CA Canada’s general manager, Joanne Moretti, said security has been a major driver for CA in Canada over the past year.
She said customers increasingly want one console to manage security and network events in a business context, so fewer people can manage the infrastructure.
John Swainson, CA’s president and CEO, added the enterprise is moving away from point solutions toward broad management tools that measure both the availability and the security of service, and help companies understand what it costs them to deliver each service so they can align cost to business value.
On the security side, Swainson said while anti-virus and anti-spam adoption has grown more quickly because they are easier concepts to understand, a growing desire to federate security across the business will lead to slower but more durable growth in identity and access management.
“This is not a problem you can solve by fixing architectural holes in Windows, this is actually a problem that you need to deal with architecturally and systematically at an enterprise level,” said Swainson. “It’s a real bugger to fix.”
David Senf, manager of Canadian application development and infrastructure software with IDC Canada in Toronto, said there’s a disconnect in the marketplace between what identity and access management is and what it can deliver for the organization.
“We’re seeing confusion in the marketplace around what [it is] and why should I be investing in it, and shouldn’t my security focus be around anti-virus, anti-spam, spyware and network defence,” said Senf.

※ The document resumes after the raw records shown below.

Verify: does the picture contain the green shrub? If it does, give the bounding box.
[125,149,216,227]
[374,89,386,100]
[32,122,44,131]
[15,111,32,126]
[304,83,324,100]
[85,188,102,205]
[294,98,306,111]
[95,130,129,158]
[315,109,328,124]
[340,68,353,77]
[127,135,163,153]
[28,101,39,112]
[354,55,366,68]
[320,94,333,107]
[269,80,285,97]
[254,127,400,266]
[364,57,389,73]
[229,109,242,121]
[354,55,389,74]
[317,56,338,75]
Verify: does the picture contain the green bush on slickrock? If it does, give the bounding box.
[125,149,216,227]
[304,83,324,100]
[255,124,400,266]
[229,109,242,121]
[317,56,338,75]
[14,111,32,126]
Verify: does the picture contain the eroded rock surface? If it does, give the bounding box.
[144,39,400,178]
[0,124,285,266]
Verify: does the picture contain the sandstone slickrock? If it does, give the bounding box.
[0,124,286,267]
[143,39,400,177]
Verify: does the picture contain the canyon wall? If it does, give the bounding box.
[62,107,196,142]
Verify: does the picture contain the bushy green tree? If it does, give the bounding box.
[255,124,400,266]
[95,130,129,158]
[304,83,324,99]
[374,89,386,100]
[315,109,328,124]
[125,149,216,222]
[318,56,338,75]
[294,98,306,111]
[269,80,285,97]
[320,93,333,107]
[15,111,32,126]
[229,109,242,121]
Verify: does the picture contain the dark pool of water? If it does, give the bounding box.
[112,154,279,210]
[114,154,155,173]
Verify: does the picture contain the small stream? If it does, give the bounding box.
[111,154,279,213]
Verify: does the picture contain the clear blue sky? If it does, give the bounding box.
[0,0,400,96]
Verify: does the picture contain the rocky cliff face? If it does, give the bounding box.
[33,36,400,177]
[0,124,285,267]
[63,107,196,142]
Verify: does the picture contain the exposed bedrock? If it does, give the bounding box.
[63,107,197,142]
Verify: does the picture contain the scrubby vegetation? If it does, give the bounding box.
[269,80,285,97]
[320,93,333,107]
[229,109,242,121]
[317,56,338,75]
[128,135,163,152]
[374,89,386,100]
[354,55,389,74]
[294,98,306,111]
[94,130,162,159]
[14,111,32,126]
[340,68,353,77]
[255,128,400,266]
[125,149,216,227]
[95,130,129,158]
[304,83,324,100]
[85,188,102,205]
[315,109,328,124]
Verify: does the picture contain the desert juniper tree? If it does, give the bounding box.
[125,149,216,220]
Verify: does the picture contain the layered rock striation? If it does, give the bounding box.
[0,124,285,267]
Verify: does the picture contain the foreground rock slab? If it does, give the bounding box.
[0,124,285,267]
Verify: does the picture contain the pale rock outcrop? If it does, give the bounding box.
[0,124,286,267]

He added while it’s a growing market, there’s a way to go for it to really take off. But with the need to manage identities across services only increasing as adoption of technologies like SOA increases, Senf said he does see growth potential.
Despite the complexities around deployment, companies are making use of identity management technology today. Bell Canada began using CA’s eTrust SiteMinder product four years ago when it was Netegrity SiteMinder, and today Bell has implemented single sign-on across three main areas.

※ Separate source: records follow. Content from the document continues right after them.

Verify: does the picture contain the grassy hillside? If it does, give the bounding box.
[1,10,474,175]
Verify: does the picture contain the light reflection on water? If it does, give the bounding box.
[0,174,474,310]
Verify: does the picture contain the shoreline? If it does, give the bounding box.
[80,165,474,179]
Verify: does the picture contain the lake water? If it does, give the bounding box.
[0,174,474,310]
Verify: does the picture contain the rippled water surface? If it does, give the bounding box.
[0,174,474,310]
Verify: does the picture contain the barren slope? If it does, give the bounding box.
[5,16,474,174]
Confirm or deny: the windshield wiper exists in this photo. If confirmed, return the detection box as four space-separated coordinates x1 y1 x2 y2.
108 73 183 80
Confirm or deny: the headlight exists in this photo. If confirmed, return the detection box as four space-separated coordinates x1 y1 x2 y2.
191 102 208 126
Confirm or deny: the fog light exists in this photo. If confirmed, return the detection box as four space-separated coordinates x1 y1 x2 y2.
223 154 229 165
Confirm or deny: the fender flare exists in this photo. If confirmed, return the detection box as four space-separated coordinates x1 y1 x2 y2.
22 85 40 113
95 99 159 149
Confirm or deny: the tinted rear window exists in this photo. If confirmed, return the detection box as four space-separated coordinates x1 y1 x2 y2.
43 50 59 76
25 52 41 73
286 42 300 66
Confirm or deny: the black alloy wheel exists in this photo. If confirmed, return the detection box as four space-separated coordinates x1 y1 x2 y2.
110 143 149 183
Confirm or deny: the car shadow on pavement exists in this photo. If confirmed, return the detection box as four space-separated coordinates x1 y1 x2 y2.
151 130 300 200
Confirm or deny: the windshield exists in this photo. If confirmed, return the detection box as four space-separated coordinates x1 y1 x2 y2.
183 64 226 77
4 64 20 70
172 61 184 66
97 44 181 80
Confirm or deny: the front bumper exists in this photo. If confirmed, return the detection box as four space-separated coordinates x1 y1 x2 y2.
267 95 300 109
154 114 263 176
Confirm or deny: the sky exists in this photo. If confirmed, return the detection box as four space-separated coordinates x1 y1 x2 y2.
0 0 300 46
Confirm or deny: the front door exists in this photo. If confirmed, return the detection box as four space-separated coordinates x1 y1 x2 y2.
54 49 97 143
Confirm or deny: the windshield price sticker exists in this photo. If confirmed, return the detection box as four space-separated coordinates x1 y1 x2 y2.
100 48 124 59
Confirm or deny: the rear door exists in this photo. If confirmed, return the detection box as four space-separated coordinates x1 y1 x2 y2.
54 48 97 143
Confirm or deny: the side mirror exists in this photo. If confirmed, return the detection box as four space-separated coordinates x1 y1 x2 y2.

Internal users and retirees have one login to access all internal systems, from human resources to employee benefit sites, no longer needing to login to multiple systems to do their jobs. Retail partners in Bell’s storefronts have one window into all the systems needed to close a sale, and customers have one login through Bell’s Web site to access all their Bell services, from cellular to satellite TV.
Bruce Daly, director of professional services delivery with Bell Security Solutions in Ottawa, said in an interview that on the retail side the average time to close a complex sale across multiple business lines has dropped from 30 minutes to less than 15 minutes.

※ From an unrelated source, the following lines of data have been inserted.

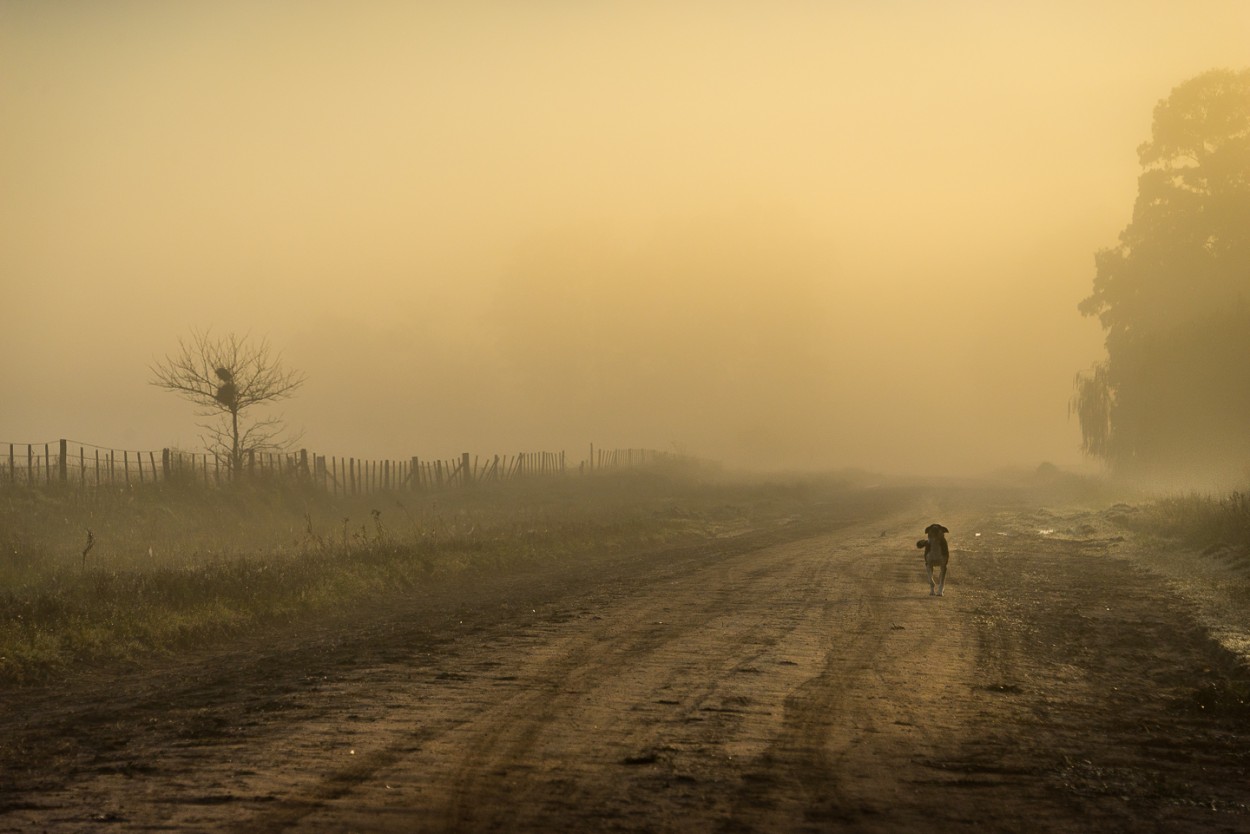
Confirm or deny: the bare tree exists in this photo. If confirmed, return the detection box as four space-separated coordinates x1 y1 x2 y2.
150 330 304 473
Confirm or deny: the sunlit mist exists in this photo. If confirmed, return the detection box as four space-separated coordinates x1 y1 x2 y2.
0 0 1250 473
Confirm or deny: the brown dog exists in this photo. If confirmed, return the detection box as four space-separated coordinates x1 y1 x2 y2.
916 524 950 596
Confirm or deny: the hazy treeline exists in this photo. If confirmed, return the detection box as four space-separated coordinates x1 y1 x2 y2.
1074 70 1250 490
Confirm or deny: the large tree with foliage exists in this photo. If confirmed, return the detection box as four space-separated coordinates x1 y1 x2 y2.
1073 70 1250 475
151 331 304 471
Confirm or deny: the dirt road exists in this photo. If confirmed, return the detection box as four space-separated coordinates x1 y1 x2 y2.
0 492 1250 833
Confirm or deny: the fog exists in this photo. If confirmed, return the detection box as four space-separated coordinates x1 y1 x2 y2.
0 0 1250 474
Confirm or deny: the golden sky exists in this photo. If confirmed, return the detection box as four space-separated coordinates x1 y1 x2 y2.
0 0 1250 473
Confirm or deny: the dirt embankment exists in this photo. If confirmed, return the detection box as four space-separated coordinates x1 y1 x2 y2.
0 499 1250 833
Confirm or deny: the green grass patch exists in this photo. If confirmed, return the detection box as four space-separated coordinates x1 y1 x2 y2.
0 473 860 681
1123 493 1250 555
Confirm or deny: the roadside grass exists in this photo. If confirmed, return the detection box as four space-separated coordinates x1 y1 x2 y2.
0 471 844 683
1123 491 1250 563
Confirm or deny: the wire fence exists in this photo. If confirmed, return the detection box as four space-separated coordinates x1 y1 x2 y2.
0 439 695 495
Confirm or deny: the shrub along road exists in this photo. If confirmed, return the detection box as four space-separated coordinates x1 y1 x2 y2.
0 493 1250 834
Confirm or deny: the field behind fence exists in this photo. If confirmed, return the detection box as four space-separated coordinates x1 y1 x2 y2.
0 439 694 495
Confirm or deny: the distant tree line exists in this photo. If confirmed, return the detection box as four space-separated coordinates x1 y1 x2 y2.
1071 70 1250 476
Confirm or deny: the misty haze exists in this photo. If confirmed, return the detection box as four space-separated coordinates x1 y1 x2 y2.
0 0 1250 833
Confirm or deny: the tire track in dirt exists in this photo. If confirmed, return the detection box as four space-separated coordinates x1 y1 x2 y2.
0 492 1250 834
248 517 915 830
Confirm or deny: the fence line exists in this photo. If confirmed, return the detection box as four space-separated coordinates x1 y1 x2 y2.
0 439 694 495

More strikingly, the cost to manage a password change went from $7 to seven cents, with online self-service password maintenance replacing the need to call the helpdesk, saving between $4 million and $6 million annually.
Daly said Bell had been involved with other identity and access management projects and had templates and processes in place, including an adoption kit to help users through the change. Still, he said it was a complicated undertaking.
As important as the implementation is laying the groundwork first, said Daly, particularly the directory consolidation.
As well, Daly said it’s important to understand the business drivers for the project from the start, whether your goal is better service delivery or cost reductions.
“It’s a journey; it’s not something you just turn on,” said Daly.